The National Bureau of Statistics in Beijing on Tuesday reported an increase in economic output of 5.3 percent in the first quarter. Experts only expected growth of 4.6 percent. The Chinese government aims for a growth rate of five percent annually; Aside from the coronavirus years, this would be the lowest since statistics began more than 30 years ago.

The crisis in the construction sector weighs on the Chinese economy

“The Chinese economy continues its upward trend and is off to a good start,” said a spokesperson for the statistics office. The government's measures to promote growth “are having an impact.” In fact, weak domestic and external demand, as well as the crisis in the Chinese construction sector, are causing problems for the world's second largest economy.

Rating agency Fitch recently downgraded the outlook for China's creditworthiness development. It cited “increasing risks to China's public finances” due to the more uncertain economic outlook. Weak figures were also reported recently for the export economy, which performed worse than expected in March.

There was disappointing data from retail and industry on Tuesday. Retail sales rose just 3.1 percent year-on-year in March, compared with 5.5 percent in the first two months of the year. Industrial production rose 4.5 percent, compared with seven percent in January and February.

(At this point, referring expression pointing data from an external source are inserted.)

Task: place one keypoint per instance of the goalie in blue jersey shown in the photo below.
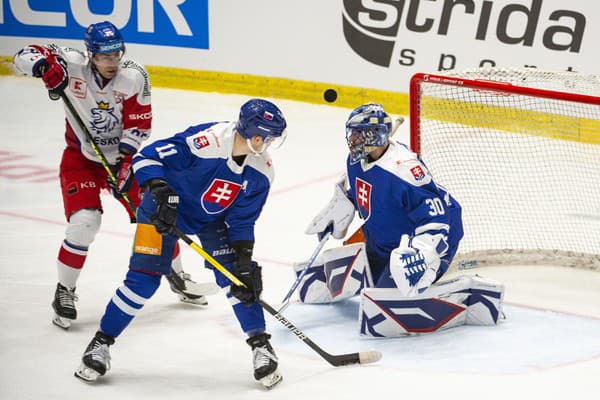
(411, 231)
(211, 180)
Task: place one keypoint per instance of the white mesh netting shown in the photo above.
(525, 167)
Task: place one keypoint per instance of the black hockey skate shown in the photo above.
(64, 306)
(188, 290)
(265, 360)
(96, 358)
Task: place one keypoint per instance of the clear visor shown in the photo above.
(275, 142)
(112, 58)
(268, 141)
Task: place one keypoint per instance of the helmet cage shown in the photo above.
(367, 128)
(262, 118)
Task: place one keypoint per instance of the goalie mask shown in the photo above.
(368, 126)
(263, 118)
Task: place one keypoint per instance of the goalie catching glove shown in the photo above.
(415, 262)
(337, 214)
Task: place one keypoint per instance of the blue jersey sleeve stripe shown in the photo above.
(141, 163)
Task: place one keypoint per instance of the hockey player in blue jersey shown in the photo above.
(211, 180)
(412, 229)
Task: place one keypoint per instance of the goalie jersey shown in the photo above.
(211, 185)
(396, 195)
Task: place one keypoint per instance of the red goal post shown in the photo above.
(520, 150)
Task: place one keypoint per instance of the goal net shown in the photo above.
(520, 150)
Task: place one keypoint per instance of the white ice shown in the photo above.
(547, 348)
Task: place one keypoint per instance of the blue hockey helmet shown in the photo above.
(263, 118)
(368, 126)
(103, 37)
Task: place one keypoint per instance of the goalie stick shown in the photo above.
(337, 360)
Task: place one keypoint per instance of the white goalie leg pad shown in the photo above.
(336, 275)
(312, 288)
(464, 300)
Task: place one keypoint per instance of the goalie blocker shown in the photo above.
(343, 272)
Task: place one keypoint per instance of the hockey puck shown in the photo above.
(330, 95)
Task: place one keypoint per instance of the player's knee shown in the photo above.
(83, 226)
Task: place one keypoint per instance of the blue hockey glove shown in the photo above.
(251, 275)
(166, 200)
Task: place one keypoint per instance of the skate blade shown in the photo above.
(200, 301)
(61, 322)
(201, 289)
(271, 380)
(86, 373)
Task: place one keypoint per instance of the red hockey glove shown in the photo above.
(53, 71)
(54, 74)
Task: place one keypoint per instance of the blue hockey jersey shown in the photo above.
(396, 195)
(198, 165)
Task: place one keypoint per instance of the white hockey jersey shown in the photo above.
(118, 113)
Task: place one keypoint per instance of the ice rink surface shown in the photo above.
(547, 348)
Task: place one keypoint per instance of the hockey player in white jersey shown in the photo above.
(211, 180)
(111, 94)
(411, 231)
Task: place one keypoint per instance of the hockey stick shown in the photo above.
(97, 151)
(364, 357)
(286, 300)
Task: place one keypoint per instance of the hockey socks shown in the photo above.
(127, 301)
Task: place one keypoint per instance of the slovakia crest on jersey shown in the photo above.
(418, 173)
(219, 196)
(363, 198)
(200, 142)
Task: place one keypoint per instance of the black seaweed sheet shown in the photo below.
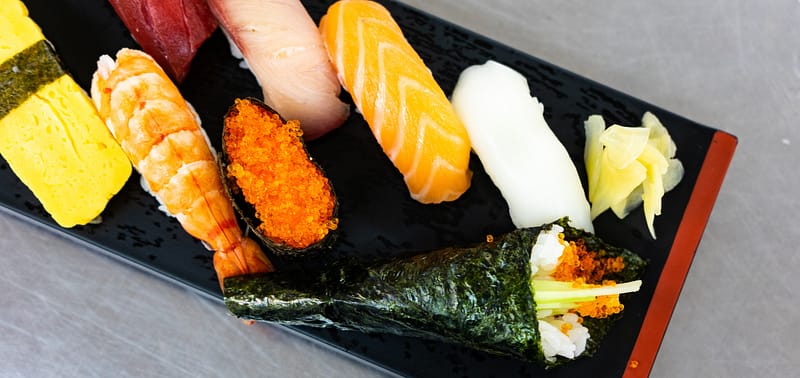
(377, 217)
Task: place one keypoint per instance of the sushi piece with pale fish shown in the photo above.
(523, 157)
(283, 48)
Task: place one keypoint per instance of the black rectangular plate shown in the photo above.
(377, 217)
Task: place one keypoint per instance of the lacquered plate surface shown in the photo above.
(377, 217)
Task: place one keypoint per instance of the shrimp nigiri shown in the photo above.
(396, 93)
(161, 134)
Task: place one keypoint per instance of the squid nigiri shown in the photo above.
(282, 46)
(161, 134)
(525, 160)
(399, 98)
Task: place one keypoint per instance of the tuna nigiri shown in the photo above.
(525, 160)
(282, 46)
(406, 109)
(161, 135)
(169, 30)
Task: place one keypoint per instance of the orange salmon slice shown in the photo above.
(407, 111)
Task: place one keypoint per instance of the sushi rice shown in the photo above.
(561, 335)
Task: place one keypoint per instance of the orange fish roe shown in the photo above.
(291, 196)
(576, 262)
(601, 307)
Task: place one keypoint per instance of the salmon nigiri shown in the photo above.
(408, 112)
(161, 135)
(282, 47)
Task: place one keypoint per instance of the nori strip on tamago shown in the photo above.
(478, 296)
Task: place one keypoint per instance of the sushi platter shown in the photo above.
(377, 219)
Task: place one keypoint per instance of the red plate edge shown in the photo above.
(701, 201)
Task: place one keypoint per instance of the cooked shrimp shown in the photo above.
(161, 134)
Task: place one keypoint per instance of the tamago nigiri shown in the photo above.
(396, 93)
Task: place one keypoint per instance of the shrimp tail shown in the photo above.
(244, 258)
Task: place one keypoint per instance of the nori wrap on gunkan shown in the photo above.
(493, 296)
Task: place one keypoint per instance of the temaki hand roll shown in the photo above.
(523, 294)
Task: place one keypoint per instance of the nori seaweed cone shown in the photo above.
(478, 296)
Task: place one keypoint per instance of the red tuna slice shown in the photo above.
(169, 30)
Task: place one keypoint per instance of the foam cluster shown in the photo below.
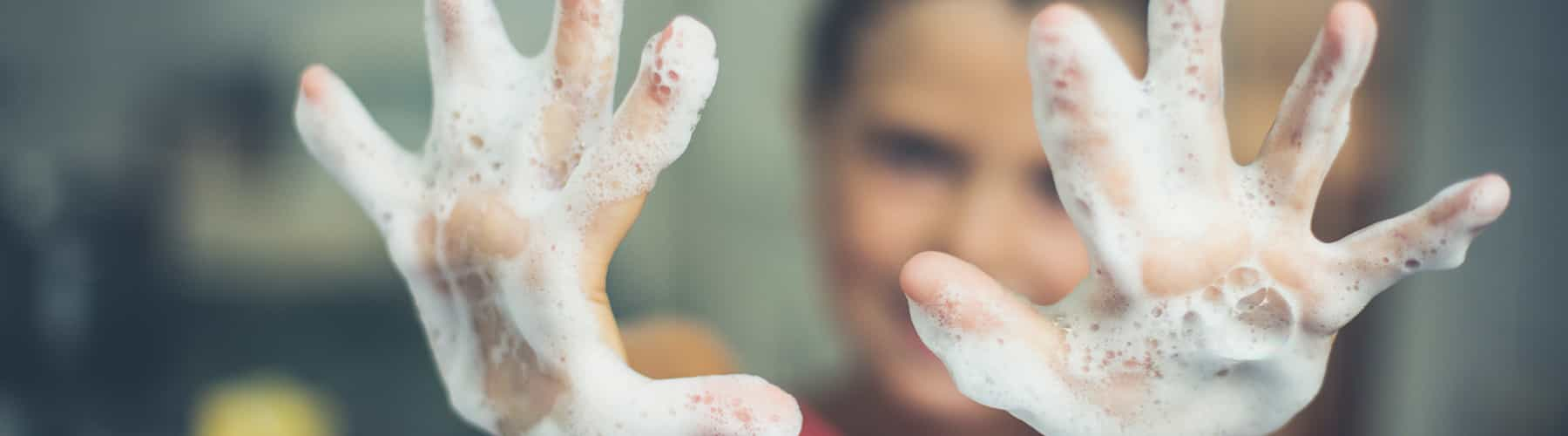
(505, 225)
(1211, 308)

Doubts about the importance of growth figures

As for the other indicators, some observers also have doubts about the GDP figures. “There are two readings of the full set of numbers: China's surprising real GDP growth is unsustainable or China's surprising real GDP growth is false,” said Derek Scissors of the American Enterprise Institute.

The Chinese government has been trying for months to stimulate economic growth with specific measures. Many experts consider this insufficient and favor a large-scale economic stimulus package. However, the relatively good growth figures for the first quarter should encourage Beijing's leaders to maintain their previous strategy.